Role of the trustees
The trustees provide the governing body of AidWorkers. Their role is to make sure the organisation acts only to further its humanitarian purposes, manages risk properly, keeps accurate records and uses funds responsibly.
Trustees should not create unnecessary bureaucracy. Their job is to provide enough structure to protect the organisation and the people it serves, while preserving the ability to act quickly and practically when urgent humanitarian needs arise.
Ensure the organisation remains focused on helping people affected by hardship, crisis and humanitarian need.
Review decisions, manage risk, record key actions and keep the organisation accountable.
Protect funds, approve expenditure, reduce waste and ensure support reaches appropriate people or projects.

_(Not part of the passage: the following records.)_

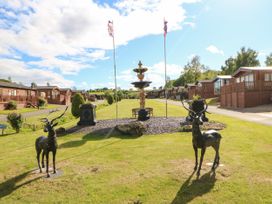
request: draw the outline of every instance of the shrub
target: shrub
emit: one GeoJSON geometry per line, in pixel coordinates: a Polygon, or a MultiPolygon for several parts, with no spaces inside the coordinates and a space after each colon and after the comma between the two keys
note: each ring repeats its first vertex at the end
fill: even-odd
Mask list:
{"type": "Polygon", "coordinates": [[[72,114],[74,117],[78,118],[80,116],[80,106],[84,104],[84,98],[80,93],[76,93],[72,99],[72,114]]]}
{"type": "Polygon", "coordinates": [[[40,108],[40,107],[43,107],[43,106],[45,106],[47,104],[47,101],[44,99],[44,98],[38,98],[38,101],[37,101],[37,106],[38,106],[38,108],[40,108]]]}
{"type": "Polygon", "coordinates": [[[10,113],[7,116],[8,123],[11,125],[11,127],[16,130],[16,132],[20,132],[20,129],[23,124],[23,118],[21,114],[17,113],[10,113]]]}
{"type": "Polygon", "coordinates": [[[109,105],[113,104],[114,100],[113,100],[113,95],[112,94],[108,94],[106,99],[107,99],[107,102],[108,102],[109,105]]]}
{"type": "Polygon", "coordinates": [[[122,91],[117,92],[117,101],[121,101],[124,98],[124,94],[122,91]]]}
{"type": "Polygon", "coordinates": [[[17,103],[16,101],[9,101],[6,106],[7,110],[16,110],[17,109],[17,103]]]}

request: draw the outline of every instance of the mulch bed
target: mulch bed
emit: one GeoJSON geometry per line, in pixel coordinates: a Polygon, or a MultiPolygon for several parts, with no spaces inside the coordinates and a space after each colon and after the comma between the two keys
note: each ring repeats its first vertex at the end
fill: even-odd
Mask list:
{"type": "MultiPolygon", "coordinates": [[[[136,119],[132,118],[122,118],[113,120],[99,120],[95,126],[75,126],[69,130],[66,130],[66,134],[68,133],[96,133],[96,134],[108,134],[111,129],[113,129],[116,125],[123,125],[128,124],[130,122],[136,121],[136,119]]],[[[184,117],[152,117],[147,121],[143,121],[144,124],[147,125],[147,131],[145,135],[155,135],[155,134],[162,134],[162,133],[173,133],[173,132],[180,132],[181,124],[184,124],[185,118],[184,117]]],[[[224,124],[211,122],[204,124],[205,130],[206,129],[223,129],[225,127],[224,124]]]]}

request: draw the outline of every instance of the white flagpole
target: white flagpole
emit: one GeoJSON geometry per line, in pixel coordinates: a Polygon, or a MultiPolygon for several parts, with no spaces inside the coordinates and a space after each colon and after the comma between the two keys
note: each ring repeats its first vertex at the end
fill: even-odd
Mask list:
{"type": "Polygon", "coordinates": [[[112,44],[113,44],[113,61],[114,61],[114,87],[115,87],[115,115],[116,120],[118,119],[118,100],[117,100],[117,79],[116,79],[116,60],[115,60],[115,41],[114,41],[114,35],[112,36],[112,44]]]}
{"type": "Polygon", "coordinates": [[[112,37],[112,46],[113,46],[113,67],[114,67],[114,98],[115,98],[115,116],[116,121],[118,119],[118,100],[117,100],[117,80],[116,80],[116,60],[115,60],[115,41],[114,41],[114,29],[113,29],[113,21],[108,22],[108,32],[109,35],[112,37]]]}
{"type": "Polygon", "coordinates": [[[168,113],[167,113],[167,69],[166,69],[166,35],[167,35],[167,25],[166,25],[166,21],[164,19],[164,79],[165,79],[165,86],[164,86],[164,95],[165,95],[165,117],[168,117],[168,113]]]}

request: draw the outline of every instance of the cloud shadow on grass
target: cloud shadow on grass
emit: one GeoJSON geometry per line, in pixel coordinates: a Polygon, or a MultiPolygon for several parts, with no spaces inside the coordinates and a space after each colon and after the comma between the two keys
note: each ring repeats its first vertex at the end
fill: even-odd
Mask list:
{"type": "Polygon", "coordinates": [[[1,183],[0,184],[0,198],[3,198],[5,196],[11,194],[12,192],[16,191],[17,189],[42,178],[42,176],[39,176],[39,177],[29,179],[23,183],[20,183],[24,178],[26,178],[29,174],[31,174],[31,172],[33,172],[33,171],[32,170],[27,171],[25,173],[22,173],[18,176],[10,178],[10,179],[6,180],[5,182],[1,183]]]}
{"type": "Polygon", "coordinates": [[[195,172],[182,184],[171,204],[183,204],[210,192],[216,182],[215,172],[208,172],[190,183],[195,172]]]}
{"type": "Polygon", "coordinates": [[[95,130],[91,133],[84,135],[81,140],[72,140],[59,145],[59,148],[74,148],[84,145],[88,141],[99,141],[105,140],[110,137],[119,138],[119,139],[136,139],[138,136],[128,136],[124,135],[112,128],[103,128],[95,130]]]}

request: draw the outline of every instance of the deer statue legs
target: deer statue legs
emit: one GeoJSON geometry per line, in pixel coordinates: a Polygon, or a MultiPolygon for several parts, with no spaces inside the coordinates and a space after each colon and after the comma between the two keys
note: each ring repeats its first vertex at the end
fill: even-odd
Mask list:
{"type": "Polygon", "coordinates": [[[194,151],[195,151],[195,168],[194,168],[194,170],[196,171],[197,170],[197,166],[198,166],[198,156],[197,156],[198,151],[197,151],[197,147],[196,146],[193,146],[193,148],[194,148],[194,151]]]}
{"type": "Polygon", "coordinates": [[[213,146],[213,148],[215,150],[215,157],[214,157],[214,161],[213,161],[212,170],[215,170],[219,166],[219,160],[220,160],[219,145],[220,145],[220,143],[217,143],[216,145],[213,146]]]}
{"type": "Polygon", "coordinates": [[[206,152],[206,148],[201,148],[201,156],[200,156],[200,161],[199,161],[199,167],[198,167],[198,170],[197,170],[197,176],[200,175],[200,170],[201,170],[201,166],[202,166],[202,162],[203,162],[203,158],[204,158],[204,154],[206,152]]]}
{"type": "Polygon", "coordinates": [[[41,150],[37,150],[38,167],[40,169],[40,173],[42,173],[42,168],[41,168],[41,164],[40,164],[40,154],[41,154],[41,150]]]}
{"type": "Polygon", "coordinates": [[[56,172],[56,153],[57,151],[53,151],[53,173],[57,173],[56,172]]]}

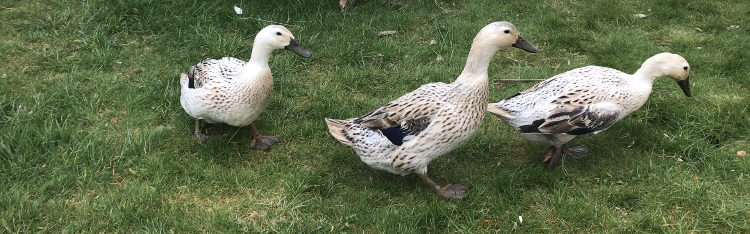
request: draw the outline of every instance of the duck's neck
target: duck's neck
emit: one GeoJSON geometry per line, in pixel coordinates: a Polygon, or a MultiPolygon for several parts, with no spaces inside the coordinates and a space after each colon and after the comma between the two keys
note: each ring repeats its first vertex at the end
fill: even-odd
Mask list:
{"type": "Polygon", "coordinates": [[[260,65],[268,65],[268,59],[271,58],[271,53],[273,53],[273,48],[269,46],[258,45],[258,43],[255,43],[253,45],[253,52],[250,55],[249,62],[260,65]]]}
{"type": "Polygon", "coordinates": [[[456,79],[456,82],[487,82],[487,67],[490,66],[490,60],[498,49],[492,46],[483,46],[478,40],[474,40],[469,51],[469,57],[466,58],[464,70],[456,79]]]}
{"type": "Polygon", "coordinates": [[[654,79],[663,76],[664,69],[658,63],[646,61],[641,65],[641,68],[633,73],[633,77],[643,82],[653,83],[654,79]]]}

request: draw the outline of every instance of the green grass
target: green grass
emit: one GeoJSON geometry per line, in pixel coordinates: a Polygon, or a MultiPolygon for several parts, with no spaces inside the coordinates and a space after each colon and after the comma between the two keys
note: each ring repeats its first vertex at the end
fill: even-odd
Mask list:
{"type": "Polygon", "coordinates": [[[741,0],[360,0],[344,13],[335,0],[2,1],[0,232],[750,232],[750,156],[736,155],[750,150],[748,15],[741,0]],[[474,35],[499,20],[540,53],[500,51],[491,79],[634,72],[670,51],[691,63],[695,97],[658,79],[641,110],[572,142],[588,157],[554,171],[542,146],[488,116],[430,164],[439,183],[470,187],[463,201],[370,169],[328,135],[324,117],[453,81],[474,35]],[[221,126],[226,136],[196,141],[179,73],[248,59],[269,22],[313,54],[271,60],[256,124],[284,142],[253,151],[247,129],[221,126]]]}

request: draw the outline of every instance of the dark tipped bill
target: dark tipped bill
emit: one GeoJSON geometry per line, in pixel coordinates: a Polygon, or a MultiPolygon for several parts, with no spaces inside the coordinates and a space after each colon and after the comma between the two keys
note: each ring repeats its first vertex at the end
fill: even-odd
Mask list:
{"type": "Polygon", "coordinates": [[[290,51],[298,54],[299,56],[302,56],[302,57],[305,57],[305,58],[309,58],[310,56],[312,56],[310,54],[310,51],[307,51],[307,49],[305,49],[305,47],[302,47],[301,45],[299,45],[299,43],[297,42],[297,40],[294,40],[294,39],[291,39],[289,41],[289,45],[284,46],[284,49],[290,50],[290,51]]]}
{"type": "Polygon", "coordinates": [[[685,96],[692,97],[693,95],[690,94],[690,76],[685,78],[685,80],[678,80],[677,85],[680,86],[682,89],[682,92],[685,93],[685,96]]]}
{"type": "Polygon", "coordinates": [[[518,39],[516,39],[516,43],[513,43],[513,45],[511,46],[525,50],[526,52],[529,52],[529,53],[539,52],[539,50],[537,50],[536,47],[534,47],[534,45],[526,41],[526,39],[523,39],[523,37],[521,36],[518,36],[518,39]]]}

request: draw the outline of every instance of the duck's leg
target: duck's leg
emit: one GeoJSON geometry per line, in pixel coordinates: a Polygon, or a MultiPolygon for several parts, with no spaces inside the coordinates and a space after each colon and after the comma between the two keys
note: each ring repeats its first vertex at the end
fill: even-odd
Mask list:
{"type": "Polygon", "coordinates": [[[195,119],[195,137],[197,137],[201,141],[208,140],[208,134],[203,134],[201,131],[201,120],[195,119]]]}
{"type": "Polygon", "coordinates": [[[547,163],[550,159],[552,159],[552,156],[555,154],[555,146],[550,145],[547,147],[547,153],[544,153],[542,155],[542,163],[547,163]]]}
{"type": "Polygon", "coordinates": [[[562,158],[563,145],[552,145],[550,147],[552,147],[554,151],[552,151],[551,155],[545,156],[542,163],[547,165],[547,169],[552,170],[552,169],[555,169],[555,167],[557,167],[557,165],[560,164],[560,159],[562,158]]]}
{"type": "Polygon", "coordinates": [[[276,136],[261,136],[258,134],[258,129],[256,129],[253,124],[250,124],[250,132],[253,134],[252,139],[250,140],[250,148],[253,149],[269,150],[273,143],[280,141],[279,137],[276,136]]]}
{"type": "Polygon", "coordinates": [[[195,137],[197,137],[201,141],[207,141],[211,137],[216,135],[215,131],[211,131],[210,129],[204,129],[205,131],[201,130],[201,120],[195,119],[195,137]]]}
{"type": "Polygon", "coordinates": [[[464,199],[466,198],[466,186],[461,184],[447,184],[443,187],[440,187],[440,185],[436,184],[435,182],[430,179],[427,174],[419,175],[419,178],[422,178],[422,181],[424,181],[427,186],[430,186],[430,188],[435,191],[438,195],[444,197],[444,198],[450,198],[450,199],[464,199]]]}

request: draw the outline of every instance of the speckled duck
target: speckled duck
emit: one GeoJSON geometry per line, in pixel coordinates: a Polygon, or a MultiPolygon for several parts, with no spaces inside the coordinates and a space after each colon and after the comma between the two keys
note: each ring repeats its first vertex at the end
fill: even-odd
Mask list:
{"type": "Polygon", "coordinates": [[[398,175],[415,173],[439,195],[465,198],[466,186],[437,185],[427,176],[427,164],[474,134],[487,109],[490,59],[511,46],[537,52],[511,23],[491,23],[474,38],[455,82],[422,85],[362,117],[326,119],[328,130],[370,167],[398,175]]]}
{"type": "MultiPolygon", "coordinates": [[[[669,76],[690,97],[689,74],[688,62],[671,53],[654,55],[632,75],[607,67],[576,68],[491,103],[488,111],[524,139],[548,144],[542,163],[552,169],[560,162],[565,143],[604,131],[643,106],[654,79],[669,76]]],[[[575,152],[585,154],[588,148],[575,152]]]]}
{"type": "Polygon", "coordinates": [[[268,150],[279,141],[275,136],[261,136],[253,125],[266,108],[273,91],[268,59],[277,49],[287,49],[302,57],[310,52],[299,45],[294,35],[281,25],[270,25],[258,32],[250,61],[232,57],[206,59],[180,75],[180,104],[195,118],[195,136],[206,139],[200,121],[226,123],[236,127],[250,126],[250,147],[268,150]]]}

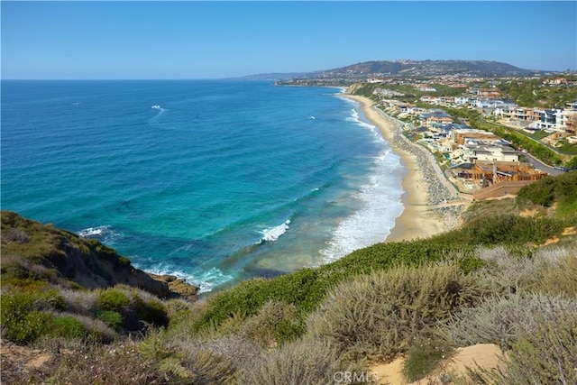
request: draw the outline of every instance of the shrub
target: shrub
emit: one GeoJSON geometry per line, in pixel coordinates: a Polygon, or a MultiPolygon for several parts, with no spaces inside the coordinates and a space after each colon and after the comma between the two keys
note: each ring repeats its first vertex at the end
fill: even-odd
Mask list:
{"type": "Polygon", "coordinates": [[[118,312],[102,310],[98,312],[96,316],[114,330],[118,330],[123,325],[123,316],[118,312]]]}
{"type": "Polygon", "coordinates": [[[263,348],[290,340],[296,334],[294,305],[267,302],[258,315],[244,322],[240,334],[263,348]]]}
{"type": "Polygon", "coordinates": [[[72,316],[59,316],[52,320],[50,333],[66,339],[82,339],[87,335],[84,325],[72,316]]]}
{"type": "Polygon", "coordinates": [[[133,301],[136,310],[136,316],[142,321],[157,326],[168,326],[169,317],[164,306],[158,299],[149,299],[145,302],[137,293],[133,293],[133,301]]]}
{"type": "Polygon", "coordinates": [[[437,235],[434,240],[470,245],[540,244],[563,229],[564,222],[558,219],[503,214],[472,220],[462,229],[437,235]]]}
{"type": "Polygon", "coordinates": [[[198,385],[234,383],[234,371],[230,361],[210,350],[194,350],[185,357],[190,383],[198,385]]]}
{"type": "Polygon", "coordinates": [[[11,227],[8,231],[2,232],[2,240],[5,242],[27,243],[30,241],[30,234],[22,229],[11,227]]]}
{"type": "Polygon", "coordinates": [[[463,308],[441,330],[458,346],[496,344],[508,350],[521,335],[536,328],[537,316],[546,322],[560,312],[577,313],[577,301],[545,294],[496,296],[477,307],[463,308]]]}
{"type": "Polygon", "coordinates": [[[61,289],[60,296],[69,312],[89,316],[97,311],[98,296],[94,290],[61,289]]]}
{"type": "Polygon", "coordinates": [[[453,353],[454,349],[443,338],[427,338],[416,342],[407,353],[403,375],[408,382],[421,380],[453,353]]]}
{"type": "Polygon", "coordinates": [[[98,296],[98,306],[103,310],[122,311],[128,307],[130,299],[120,290],[109,289],[98,296]]]}
{"type": "Polygon", "coordinates": [[[5,294],[0,301],[2,335],[14,344],[24,345],[46,333],[52,316],[34,307],[31,294],[5,294]]]}
{"type": "Polygon", "coordinates": [[[536,327],[512,345],[506,368],[489,373],[492,383],[577,383],[577,313],[560,310],[536,318],[536,327]]]}
{"type": "Polygon", "coordinates": [[[536,280],[536,289],[551,294],[566,294],[577,298],[577,248],[554,249],[549,252],[559,257],[554,266],[540,271],[536,280]]]}
{"type": "MultiPolygon", "coordinates": [[[[334,384],[336,372],[353,371],[353,368],[341,362],[337,352],[329,344],[317,339],[303,338],[263,354],[256,367],[239,372],[239,382],[334,384]]],[[[371,383],[371,379],[367,380],[365,383],[371,383]]]]}
{"type": "Polygon", "coordinates": [[[64,353],[50,380],[59,384],[171,383],[133,343],[94,344],[64,353]]]}
{"type": "Polygon", "coordinates": [[[333,290],[310,315],[308,332],[328,338],[349,360],[389,360],[427,336],[451,312],[487,291],[456,266],[399,267],[359,276],[333,290]]]}

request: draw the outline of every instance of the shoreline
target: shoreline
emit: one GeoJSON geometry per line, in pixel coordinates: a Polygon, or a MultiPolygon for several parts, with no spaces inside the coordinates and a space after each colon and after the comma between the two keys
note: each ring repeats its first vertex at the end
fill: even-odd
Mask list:
{"type": "Polygon", "coordinates": [[[406,138],[400,137],[399,124],[392,117],[385,117],[387,115],[378,110],[375,102],[368,97],[346,93],[339,94],[339,96],[361,104],[364,115],[380,131],[406,169],[401,182],[403,212],[395,219],[395,225],[384,242],[428,238],[457,227],[463,207],[445,205],[454,200],[456,196],[444,186],[444,181],[439,180],[435,172],[431,172],[430,158],[411,148],[412,144],[404,142],[406,138]],[[431,206],[436,208],[434,210],[431,206]]]}

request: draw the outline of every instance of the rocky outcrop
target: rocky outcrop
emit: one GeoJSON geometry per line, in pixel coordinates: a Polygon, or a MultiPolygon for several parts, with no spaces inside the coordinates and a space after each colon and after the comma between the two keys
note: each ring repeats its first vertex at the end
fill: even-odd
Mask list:
{"type": "Polygon", "coordinates": [[[170,285],[166,280],[154,279],[96,240],[82,238],[12,212],[2,212],[2,256],[3,279],[32,278],[69,286],[71,281],[87,289],[125,284],[161,298],[180,296],[194,298],[198,291],[195,286],[185,285],[183,280],[170,285]]]}
{"type": "Polygon", "coordinates": [[[200,288],[191,285],[186,280],[174,275],[155,275],[151,274],[154,280],[166,283],[173,295],[183,297],[189,300],[196,300],[200,288]]]}

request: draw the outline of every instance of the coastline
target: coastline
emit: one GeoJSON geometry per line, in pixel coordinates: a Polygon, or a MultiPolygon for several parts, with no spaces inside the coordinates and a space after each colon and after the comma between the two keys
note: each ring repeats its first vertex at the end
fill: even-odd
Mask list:
{"type": "Polygon", "coordinates": [[[456,227],[462,207],[446,206],[447,201],[456,197],[446,188],[444,189],[447,191],[444,191],[444,183],[438,180],[435,173],[431,175],[432,167],[427,164],[431,160],[428,157],[409,151],[408,145],[401,145],[403,139],[398,137],[399,124],[393,118],[386,117],[368,97],[345,93],[339,94],[339,96],[361,103],[367,119],[380,131],[393,151],[401,158],[407,170],[402,180],[405,192],[401,200],[404,209],[395,219],[395,225],[384,242],[427,238],[456,227]],[[432,190],[435,191],[435,197],[432,197],[432,190]],[[431,207],[434,205],[437,207],[435,210],[431,207]]]}

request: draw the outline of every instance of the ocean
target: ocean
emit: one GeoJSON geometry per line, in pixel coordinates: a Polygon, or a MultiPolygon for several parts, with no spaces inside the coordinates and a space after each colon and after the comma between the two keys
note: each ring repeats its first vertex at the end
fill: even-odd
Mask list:
{"type": "Polygon", "coordinates": [[[202,292],[383,241],[405,170],[339,88],[2,80],[1,207],[202,292]]]}

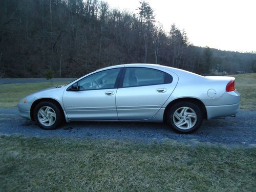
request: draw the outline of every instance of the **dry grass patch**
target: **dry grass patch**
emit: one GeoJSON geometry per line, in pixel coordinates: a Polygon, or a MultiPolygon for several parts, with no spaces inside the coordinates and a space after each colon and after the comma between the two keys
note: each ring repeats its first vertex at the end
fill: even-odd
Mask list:
{"type": "Polygon", "coordinates": [[[0,136],[0,191],[253,191],[256,148],[0,136]]]}

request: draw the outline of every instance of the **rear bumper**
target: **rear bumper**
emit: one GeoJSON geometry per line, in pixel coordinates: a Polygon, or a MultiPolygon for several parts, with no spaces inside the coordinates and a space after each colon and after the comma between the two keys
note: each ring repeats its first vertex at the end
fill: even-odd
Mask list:
{"type": "Polygon", "coordinates": [[[207,119],[220,117],[230,116],[238,112],[240,103],[233,104],[216,106],[206,106],[207,119]]]}
{"type": "Polygon", "coordinates": [[[19,116],[20,117],[31,120],[31,118],[30,118],[30,111],[19,110],[19,116]]]}

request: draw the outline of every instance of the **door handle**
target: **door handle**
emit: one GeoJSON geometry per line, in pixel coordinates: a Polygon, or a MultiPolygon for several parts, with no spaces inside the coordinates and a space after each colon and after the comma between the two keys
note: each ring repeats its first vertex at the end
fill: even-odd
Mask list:
{"type": "Polygon", "coordinates": [[[164,93],[166,92],[167,89],[166,89],[165,88],[160,88],[157,89],[156,91],[158,93],[164,93]]]}
{"type": "Polygon", "coordinates": [[[113,95],[115,94],[114,91],[108,91],[107,92],[105,92],[105,94],[106,95],[113,95]]]}

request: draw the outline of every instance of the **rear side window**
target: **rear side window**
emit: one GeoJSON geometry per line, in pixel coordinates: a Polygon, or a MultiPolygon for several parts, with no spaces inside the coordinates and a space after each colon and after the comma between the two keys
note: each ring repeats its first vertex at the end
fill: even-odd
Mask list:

Ensure vulnerable people, communities, aid workers, volunteers and responders are protected from harm.
Trustee appointment and skills
Trustees should be appointed because they bring judgement, integrity, independence and relevant skills. A strong board should include a mixture of practical humanitarian understanding, financial oversight, safeguarding, operations, technology, communications, governance and risk experience.
Trustee decision-making
Trustee decisions should be recorded, especially where they involve significant spending, emergency action, direct support, safeguarding concerns, reputational risk, partner selection or sensitive information.
In urgent humanitarian situations, speed should not remove responsibility. Decisions should still be lawful, proportionate, reviewed and documented.